Foton evreni nasıl deneyimler?

Bir Blazar gök cismi, nötrinolar ve gama ışınları üreten pion protonlarının üretimini hızlandırıyor. Aynı zamanda foton üretir. Işık hızında hareket eden parçacıklar ile ışık hızının% 99,99999'u ile hareket eden parçacıklar arasındaki farka çok fazla dikkat etmeseniz de, bu iki farklı koşul altında parçacıkların kendileri evrenin tamamen farklı iki deneyimine sahiptir.

100 yılı aşkın bir geçmişe sahip olan özel görelilik teorisi, hala evrenin doğasıyla ilgili en kafa karıştırıcı ve kafa karıştırıcı keşiflerden biridir. Yeryüzünde alışkın olduğumuz (Newtonian) fizik yasaları hemen hemen her durumda geçerlidir, ancak ışık hızına yakınsanız durum böyle değildir. Saat farklı hızlarda çalışır, mesafe değişmiş gibi görünür ve nesnelerin kendileri size göre hızlarına göre renk değiştirir. Bununla birlikte, aynı zamanda, görelilik teorisi, fizik yasalarının, hareketlerine bakılmaksızın tüm gözlemciler için aynı ve sabit olduğunu iddia eder. Işık hızında hareket eden fotonlar için bu ne anlama geliyor?

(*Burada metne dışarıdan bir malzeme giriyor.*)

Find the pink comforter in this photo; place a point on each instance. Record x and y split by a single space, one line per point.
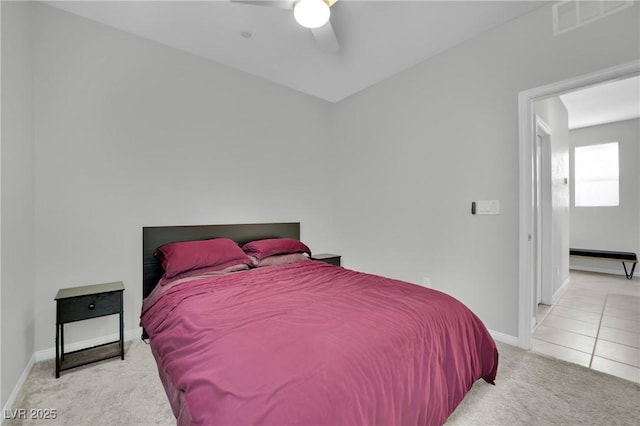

Görelilik teorisine göre, tüm atalet referans çerçeveleri eşit derecede geçerli ve doğrudur. Fotonlar açısından bakıldığında, tüm evren iki boyutlu, ebedi bir düzleme düzleştirilir. Masama bir elma koyduğumu ve yerine bir muz koyduğumu hayal edin. Foton, zaman duygusu olmayan bir düzleme sıkıştırıldığında masamı nasıl algılar?

Üç durumda ne olduğunu hayal edelim: sabit bir gözlemci, ışık hızına yakın bir gözlemci ve ışık hızında hareket eden bir gözlemci.

1) Statik gözlemci. Orada, çevrenizdeki çevreye göre, hala önünüzdeki evrene bakıyorsunuz. Saatiniz her zaman aynı hızda ilerliyor: saniyede bir saniye. İçinde bulunduğunuz ortama bakarsınız. Gördüğünüz saatler sizinle aynı hızda çalışır: saniyede bir saniye. Nesneler gerçek renkleri, gerçek boyutları gibi görünür ve hiçbir davranış sezgiye aykırı değildir. Geriye mi yoksa ileriye mi bakarsanız bakın, her şey uygun görünüyor.

Bu, bu dünyadaki geleneksel deneyiminizdir. Dünya'da tipik insan hızı, ışık hızıyla karşılaştırıldığında önemsizdir. Ses hızına yakın bir hızla uçan bir uçakta bile, ışık hızının yalnızca% 0.0001'i ile uçabilirsiniz. Çevreleyen ortama göre statik konumdan, herkes için tutarlı olan üç boyutlu evreni görebilirsiniz.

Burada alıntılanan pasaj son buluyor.